Certains l’appelaient « La mère Noël »… Sans doute parce qu’elle savait transformer quelques minutes en véritable cadeau. Ou alors… parce qu’elle déambulait sur le boulevard Pigalle, le mauvais temps venu, comme une reine déchue, vêtue d’un long manteau pourpre qui flottait autour d’elle en dévoilant ses bottes.
Son abondante chevelure rousse lui faisait une couronne flamboyante, quand sa fragile silhouette était piégée dans les phares.
C’était une soirée d’hiver, froide et humide. Les gens se pressaient sur les trottoirs.
Ils ne la voyaient pas.
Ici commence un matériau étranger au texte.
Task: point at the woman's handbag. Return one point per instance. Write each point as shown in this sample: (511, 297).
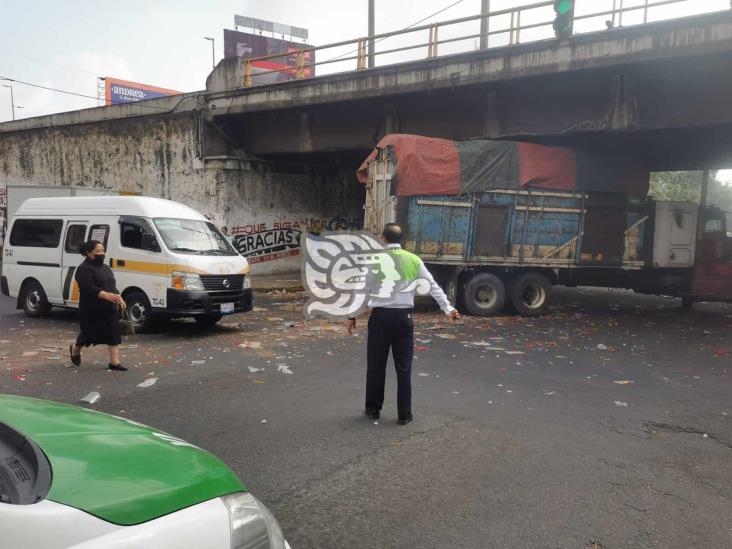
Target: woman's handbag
(125, 324)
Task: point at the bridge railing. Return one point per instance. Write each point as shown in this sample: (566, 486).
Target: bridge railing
(535, 19)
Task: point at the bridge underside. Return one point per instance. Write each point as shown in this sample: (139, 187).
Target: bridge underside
(673, 113)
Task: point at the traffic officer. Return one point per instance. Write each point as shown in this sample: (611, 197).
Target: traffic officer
(391, 326)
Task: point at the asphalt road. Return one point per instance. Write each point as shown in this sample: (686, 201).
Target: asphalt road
(604, 424)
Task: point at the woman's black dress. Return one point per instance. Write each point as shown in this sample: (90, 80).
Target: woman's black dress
(99, 318)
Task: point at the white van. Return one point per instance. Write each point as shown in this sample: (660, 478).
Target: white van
(169, 261)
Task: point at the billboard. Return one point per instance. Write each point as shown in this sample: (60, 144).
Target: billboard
(248, 45)
(118, 91)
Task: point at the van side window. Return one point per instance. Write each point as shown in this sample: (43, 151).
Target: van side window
(74, 238)
(100, 233)
(36, 233)
(132, 233)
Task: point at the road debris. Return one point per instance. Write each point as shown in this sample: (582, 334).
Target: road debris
(92, 397)
(149, 382)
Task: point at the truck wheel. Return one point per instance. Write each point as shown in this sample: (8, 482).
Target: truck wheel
(530, 294)
(484, 295)
(139, 311)
(209, 321)
(35, 303)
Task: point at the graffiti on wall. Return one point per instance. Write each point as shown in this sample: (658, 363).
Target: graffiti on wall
(3, 207)
(260, 242)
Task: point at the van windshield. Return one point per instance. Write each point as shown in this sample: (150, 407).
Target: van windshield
(190, 236)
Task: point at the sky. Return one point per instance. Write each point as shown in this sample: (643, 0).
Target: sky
(67, 44)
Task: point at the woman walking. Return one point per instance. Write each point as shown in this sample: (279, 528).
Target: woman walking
(99, 306)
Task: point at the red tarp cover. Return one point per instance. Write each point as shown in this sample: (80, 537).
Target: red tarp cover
(547, 167)
(425, 165)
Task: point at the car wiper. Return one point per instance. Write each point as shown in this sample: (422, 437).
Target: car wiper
(186, 250)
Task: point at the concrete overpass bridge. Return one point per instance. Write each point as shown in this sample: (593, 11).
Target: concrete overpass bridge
(282, 156)
(658, 91)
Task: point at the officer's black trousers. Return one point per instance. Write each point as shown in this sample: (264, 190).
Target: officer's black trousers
(390, 329)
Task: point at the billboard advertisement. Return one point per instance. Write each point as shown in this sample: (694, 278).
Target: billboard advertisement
(118, 91)
(248, 45)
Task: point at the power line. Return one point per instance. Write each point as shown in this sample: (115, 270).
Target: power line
(405, 28)
(76, 93)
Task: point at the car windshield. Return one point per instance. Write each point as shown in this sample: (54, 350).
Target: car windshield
(191, 236)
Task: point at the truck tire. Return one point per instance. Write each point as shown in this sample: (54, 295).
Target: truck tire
(139, 311)
(530, 294)
(484, 295)
(207, 322)
(34, 300)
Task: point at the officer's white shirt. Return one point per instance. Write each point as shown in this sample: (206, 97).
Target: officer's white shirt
(401, 299)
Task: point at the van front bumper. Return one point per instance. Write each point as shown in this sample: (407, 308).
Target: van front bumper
(197, 303)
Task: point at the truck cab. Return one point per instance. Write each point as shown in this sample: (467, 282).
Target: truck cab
(712, 280)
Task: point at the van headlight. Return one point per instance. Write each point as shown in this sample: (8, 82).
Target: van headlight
(186, 281)
(252, 525)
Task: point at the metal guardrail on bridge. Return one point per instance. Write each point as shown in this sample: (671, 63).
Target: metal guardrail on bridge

On ne la voyait plus. Comme si, dans tous ces rouges qui annonçaient Noël, son incarnat avait viré, pâli. Une petite pluie fine et incessante pressait la populace, têtes basses, vers l’abri des boutiques, vers la chaleur du foyer. Le jour s’achevait sur une nuit d’encre. Pour elle, tout commençait. Recommençait. Une nuit de plus, semblable aux précédentes, dans le miroitement des réverbères et des éclairages de Noël, dans le claquement de l’asphalte sous les talons trop hauts.
Elle chantait. Pour se tenir chaud. Pour se tenir gaie. Yeux rivés vers l’ombre du Moulin de la Butte, visage relevé vers la pluie qui entraînait, en rigoles désolantes, son mascara soit-disant waterproof. Elle s’en moquait, elle aurait bien le temps d’une retouche si … De sa belle bouche carmin, elle fredonnait pour le ciel, en souriant :
« La lune trop blême
Pose un diadème
Sur tes cheveux roux
La lune trop rousse
De gloire éclabousse
Ton jupon plein d'trous. »
Elle chantait en balançant son petit sac, aussi rouge que son manteau, aux bouts de ses doigts customisés de vermillon. La bouche du métro déversa devant elle une foule pressée. Indifférente. Les voix couvrirent sa voix. Les corps engloutirent son corps dans une masse hostile. Elle lutta pour s’écarter, reprendre pieds sur le trottoir, poussée, halée par la marée humaine. Elle butta contre un corps dur. Un grand type rigolard, au sourire mauvais, entouré de quatre autres gars à l’allure aussi peu amène, lui barrait la route. Au pas qu’elle fit pour dévier sa trajectoire, sans cesser de sourire, il fit un même pas, la troupe accrochée à ses basques, et lui ferma à nouveau le passage.